Un état des lieux pour objectiver les besoins
Condition sine qua non toutefois avant que chaque établissement puisse exposer son projet (sur la plate-forme en-ligne) et passer commande de l’équipement désiré: avoir franchi une étape “cadastre”, avec obligation de remplir un questionnaire qui vise en fait à déterminer sa situation en termes d’équipement (ordinateurs et dispositifs divers), de configuration de son bâti (pour le déploiement d’une connectivité interne, comme on le verra plus loin), d’existence de ressources humaines internes (personnes-ressource IT).
Nom de baptême de l’opération Cadastre: Incor 2022. A la manoeuvre; l’AdN et le SPW.
Objectif: “connaître de manière précise l’état actuel des équipements numériques, de la couverture en réseaux de données et des ressources (matérielles et logicielles) disponibles dans chaque implantation d’enseignement située en Wallonie”. L’évaluation portera également sur “les stratégies et pratiques numériques des établissements”.
Les quelque 3.200 établissements d’enseignement situés en Wallonie sont donc invités à remplir ce questionnaire (qui leur sera fourni, en-ligne, en décembre). Cela permettra aux pilotes du programme Ecole Numérique (l’AdN et le SPW) de dresser un état des lieux le plus précis possible de l’existant et des besoins. “Les appels à projet précédents et divers coups de sonde réguliers nous ont déjà permis de nous faire une idée assez précise du taux et de la nature des équipements numériques des écoles”, déclare Sébastien Reinders, en charge du programme Ecole Numérique à l’AdN. “Mais il en va tout autrement de la structure du bâti.”

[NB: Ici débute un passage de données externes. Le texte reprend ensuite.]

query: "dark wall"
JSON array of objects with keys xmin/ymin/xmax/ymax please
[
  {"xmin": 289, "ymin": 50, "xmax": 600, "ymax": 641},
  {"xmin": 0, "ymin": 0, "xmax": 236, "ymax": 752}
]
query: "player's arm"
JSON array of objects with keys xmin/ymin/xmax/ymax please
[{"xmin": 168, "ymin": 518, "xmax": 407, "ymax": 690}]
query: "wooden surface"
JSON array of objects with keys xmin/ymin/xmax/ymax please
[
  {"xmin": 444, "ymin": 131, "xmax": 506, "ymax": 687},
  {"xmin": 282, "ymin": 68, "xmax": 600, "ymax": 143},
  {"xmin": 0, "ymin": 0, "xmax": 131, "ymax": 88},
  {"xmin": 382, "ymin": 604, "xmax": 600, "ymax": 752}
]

Ce “cadastre” sera dressé tous les deux ans (prochaines opérations en 2024 et 2026). “Cela nous permettra de savoir plus précisément qui a investi en quoi et, surtout, cela devrait éviter que des écoles perdent pied ou soient des “décrochées” du numérique. On pourra ainsi déterminer quels établissements ont besoin de l’assistance d’un expert, mis à disposition par la Région, pour les aider.”
Du WiFi pour tous
Si le montage de dossiers pédagogiques demeure donc une condition sine qua non pour pouvoir passer commande de lots d’équipements numériques, en puisant dans un budget alloué pour cinq ans, l’autre volet majeur du plan Ecole Numérique 2022 prévoit un équipement systématique en connectivité interne via déploiement de réseaux WiFi.

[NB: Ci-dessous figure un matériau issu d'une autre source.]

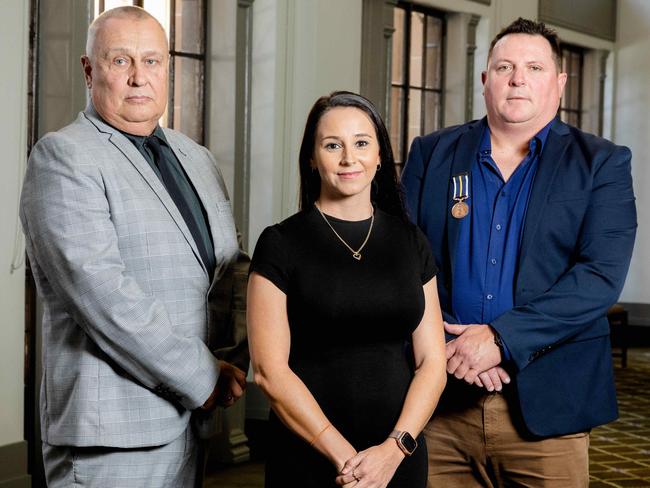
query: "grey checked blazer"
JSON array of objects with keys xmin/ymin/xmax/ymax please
[{"xmin": 21, "ymin": 106, "xmax": 238, "ymax": 447}]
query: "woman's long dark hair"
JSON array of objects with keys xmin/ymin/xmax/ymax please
[{"xmin": 299, "ymin": 91, "xmax": 407, "ymax": 220}]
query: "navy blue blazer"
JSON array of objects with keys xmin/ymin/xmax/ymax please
[{"xmin": 402, "ymin": 119, "xmax": 637, "ymax": 437}]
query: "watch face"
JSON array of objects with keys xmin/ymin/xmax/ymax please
[{"xmin": 400, "ymin": 432, "xmax": 418, "ymax": 453}]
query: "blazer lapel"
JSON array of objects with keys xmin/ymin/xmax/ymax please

Le budget débloqué, toujours pour une période de cinq ans, a pu l’être pour une partie non négligeable grâce au Plan pour la Reprise et la Résilience d’origine européenne.
Tous les établissements scolaires de Wallonie pourront donc bénéficier d’une aide financière et d’une procédure d’installation et de déploiement du WiFi – un réseau qui couvrira la totalité de la surgave de l’école (classes, ailes administratives…). Toutefois, pour porter le fer là où il en est le plus besoin, la priorité et la préférence seront données aux établissements de petite taille, ne disposant pas de moyens propres, et aux écoles n’étant pas encore équipées en connectivité intérieure.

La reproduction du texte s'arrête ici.